CockroachDB
Kong
| Feature | ||
|---|---|---|
| Pricing | Free / from $0/mo | Free / from $0.05/mo |
| Free Plan | ✓ Yes | ✓ Yes |
| Rating | 4.3 / 5 | 4.3 / 5 |
| Best For | distributed-applications, fintech, global-companies, high-availability-apps | platform-engineers, microservices-teams, api-gateway-users, devops-teams |
| Founded | 2015 | 2010 |
| Distributed Sql | ✓ | ✗ |
| Multi Region | ✓ | ✗ |
| Auto Scaling | ✓ | ✗ |
| Postgresql Compatible | ✓ | ✗ |
| Backup Recovery | ✓ | ✗ |
| Change Data Capture | ✓ | ✗ |
| Multi Tenancy | ✓ | ✗ |
| Api Gateway | ✗ | ✓ |
| Service Mesh | ✗ | ✓ |
| Load Balancing | ✗ | ✓ |
| Authentication | ✗ | ✓ |
| Rate Limiting | ✗ | ✓ |
| Plugins | ✗ | ✓ |
| Observability | ✗ | ✓ |
| Kubernetes Ingress | ✗ | ✓ |
✓ CockroachDB Pros
- Survives infrastructure failures automatically
- PostgreSQL-compatible wire protocol
- Horizontal scaling without application changes
- Multi-region deployment with low-latency reads
- Generous free tier (10 GiB storage)
✗ CockroachDB Cons
- Higher latency than single-node databases for simple queries
- Complex pricing model for serverless tier
- Some PostgreSQL features not fully supported
✓ Kong Pros
- Open-source core with large plugin ecosystem
- Sub-millisecond latency for API requests
- Platform-agnostic deployment (cloud, on-prem, hybrid)

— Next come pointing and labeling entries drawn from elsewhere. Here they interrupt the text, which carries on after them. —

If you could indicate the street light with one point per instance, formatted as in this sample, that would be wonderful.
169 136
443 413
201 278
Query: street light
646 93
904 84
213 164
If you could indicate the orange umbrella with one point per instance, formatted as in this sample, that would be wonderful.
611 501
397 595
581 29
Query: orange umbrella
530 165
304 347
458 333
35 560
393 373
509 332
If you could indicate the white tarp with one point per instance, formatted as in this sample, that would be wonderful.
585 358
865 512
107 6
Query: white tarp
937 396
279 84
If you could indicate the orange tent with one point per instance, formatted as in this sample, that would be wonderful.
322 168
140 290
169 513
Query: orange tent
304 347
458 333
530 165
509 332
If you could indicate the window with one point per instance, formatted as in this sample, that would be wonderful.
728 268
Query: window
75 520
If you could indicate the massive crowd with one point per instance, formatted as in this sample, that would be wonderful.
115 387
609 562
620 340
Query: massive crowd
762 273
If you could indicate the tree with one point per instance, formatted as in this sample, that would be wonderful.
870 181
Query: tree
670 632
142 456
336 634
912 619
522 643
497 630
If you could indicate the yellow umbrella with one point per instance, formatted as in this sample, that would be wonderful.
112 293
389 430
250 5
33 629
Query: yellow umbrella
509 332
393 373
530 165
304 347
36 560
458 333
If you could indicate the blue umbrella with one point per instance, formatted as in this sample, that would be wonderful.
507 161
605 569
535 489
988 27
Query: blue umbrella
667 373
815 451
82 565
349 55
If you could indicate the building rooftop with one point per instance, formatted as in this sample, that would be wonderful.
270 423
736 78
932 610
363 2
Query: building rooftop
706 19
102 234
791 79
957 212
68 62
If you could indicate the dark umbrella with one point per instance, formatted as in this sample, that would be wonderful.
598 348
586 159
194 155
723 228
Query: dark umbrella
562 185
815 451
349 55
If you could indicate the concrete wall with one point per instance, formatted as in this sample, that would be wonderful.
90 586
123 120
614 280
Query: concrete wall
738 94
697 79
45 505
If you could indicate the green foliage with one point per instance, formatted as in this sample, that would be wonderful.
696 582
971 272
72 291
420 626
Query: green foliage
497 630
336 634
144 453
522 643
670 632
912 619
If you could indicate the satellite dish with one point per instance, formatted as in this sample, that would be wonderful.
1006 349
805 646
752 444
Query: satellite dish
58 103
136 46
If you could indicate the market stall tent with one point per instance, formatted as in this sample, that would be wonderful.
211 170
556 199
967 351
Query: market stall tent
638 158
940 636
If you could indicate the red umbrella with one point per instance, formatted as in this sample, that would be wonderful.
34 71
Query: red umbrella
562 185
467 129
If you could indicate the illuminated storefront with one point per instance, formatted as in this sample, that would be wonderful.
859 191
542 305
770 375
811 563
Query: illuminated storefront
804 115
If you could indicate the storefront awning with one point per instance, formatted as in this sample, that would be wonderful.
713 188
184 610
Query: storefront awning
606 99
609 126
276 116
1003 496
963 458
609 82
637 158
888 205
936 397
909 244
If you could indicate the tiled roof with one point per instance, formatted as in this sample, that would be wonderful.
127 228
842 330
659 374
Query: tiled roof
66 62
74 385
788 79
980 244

- Strong Kubernetes-native support
✗ Kong Cons
- Enterprise features require paid license
- Configuration complexity for advanced setups
- Documentation could be more beginner-friendly
The Verdict
CockroachDB is built for distributed applications and fintech, with a focus on distributed-sql and multi-region. Kong targets platform engineers and microservices teams and leads with api-gateway and service-mesh.
Both tools come in at similar price points ($0/mo for CockroachDB, $0.05/mo for Kong), so pricing won't make the decision for you.
Both offer free plans, so you can test each with your real workflow before committing to a subscription.
Feature-wise, Kong offers broader built-in capabilities (8 features vs 7), while CockroachDB takes a more focused approach — which can mean a simpler, faster onboarding experience.